Terror-Gefahr durch Nachfolger-Profilierung
Montag, 2. Mai 2011GdP-Chef zum gezielten Tyrannenmord nach dem Prinzip der Verhältnismäßigkeit der Mittel
Der Vorsitzende der Gewerkschaft der Polizei (GdP), Bernd Witthaut, sieht unter dem Gesichtspunkts der Verhältnismäßigkeit die Diskussion über die Frage der gezielten Tötung von Diktatoren, Terroristen oder Kriminellen neu belebt. In einem Interview mit der “Leipziger Volkszeitung” (Dienstag-Ausgabe) meinte Witthaut: “Im Grundsatz gilt die Verhältnismäßigkeit der Mittel.

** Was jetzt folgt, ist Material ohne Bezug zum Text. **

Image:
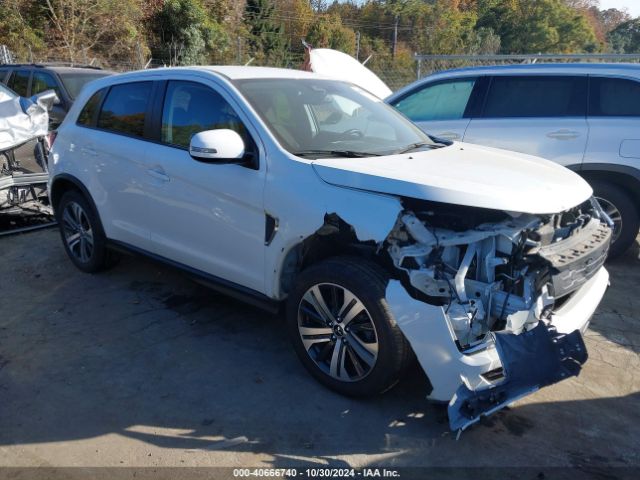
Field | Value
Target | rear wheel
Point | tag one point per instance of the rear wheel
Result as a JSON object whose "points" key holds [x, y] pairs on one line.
{"points": [[342, 329], [82, 234], [619, 206]]}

Wenn man sich daran orientiert, wäre es sicherlich eher möglich, einen Diktator oder Verbrecher gezielt auszuschalten, als möglicherweise ein Volk zu bombardieren.” Dass US-Präsident Obama jetzt den Befehl zum Ausschalten von Osama bin Laden gegeben habe, sei sicher auch im politischen Zusammenhang mit dem zehnten Jahrestag der Anschläge des 11. September zu sehen. “Aber unabhängig von diesem denkbaren politischen Kalkül bin ich mir sicher, dass diese Debatte über die Neubewertung des legitimen Tyrannenmordes und neuer Terror-Szenarien auf uns zurollen wird. Aber vielleicht haben wir ja Glück, dass wir all das gar nicht mehr zu entscheiden brauchen, weil sich die Dinge im arabisch-afrikanischen Raum nach dem Tod von Osama bin Laden schnell ganz anders entwickeln werden”, ergänzte der GdP-Chef.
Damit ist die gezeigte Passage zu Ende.